The HRA concept provides wins for employers, employees and the economy as a whole:
• Employers get predictability when it comes to their health insurance offerings. By providing employees a fixed sum (say, $300 or $500 a month) into the HRA, they will not have to worry about changing plans from year to year, a sudden spike in costs because of a sick employee, or many of the other paperwork hassles associated with offering coverage.
• Employees get both choice and portability. They can select the insurance plan that best meets their needs — the doctors, deductibles and plan features that they want. Not only can they keep the plan when they switch jobs, the fact that they and not their employer chose the coverage in the first place will make them more likely to do so.
• The economy will benefit from individuals selecting the plans they want, rather than the plans employers select for them. Insurers will have to provide better, more customized plans that fit individuals’ needs, and employees will have incentives to make better choices to stretch the HRA dollars their employers provide them.
Ideally, Congress would amend the law regarding Health Savings Accounts, to allow individuals to use HSA dollars to fund health insurance premiums. Because HSA funds cannot pay insurance premiums in most cases under current law, the Trump administration had to use Health Reimbursement Arrangements (which are owned by employers) rather than Health Savings Accounts (which are always owned by individuals) to fund individual coverage.
Providing contributions via an HSA, as opposed to an HRA, would allow employees to control any unused employer contributions upon leaving a job. That way, individuals would not only have a source of coverage in the event of a layoff, they could develop a source of savings to pay for that coverage while unemployed. But until Congress acts, the Trump administration’s Health Reimbursement Arrangement regulations represent a tremendous step forward toward a more logical, patient-centered insurance system.
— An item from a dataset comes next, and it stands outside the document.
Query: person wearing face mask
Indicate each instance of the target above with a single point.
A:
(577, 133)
Empower Patients, Not Government
Coronavirus has made the problems with government control of health care apparent. As Joe Biden (of all people) noted in the March CNN debate, Italy has a single-payer system — and that nation had to ration access to ventilators, whereas the United States did not.
The pandemic has exposed the flaws in our health insurance system. But it comes just as the Trump administration has shown a better path forward. By empowering patients rather than government bureaucrats, Health Reimbursement Arrangements can help transform the coverage system into something that lowers costs and provides the care American patients prefer.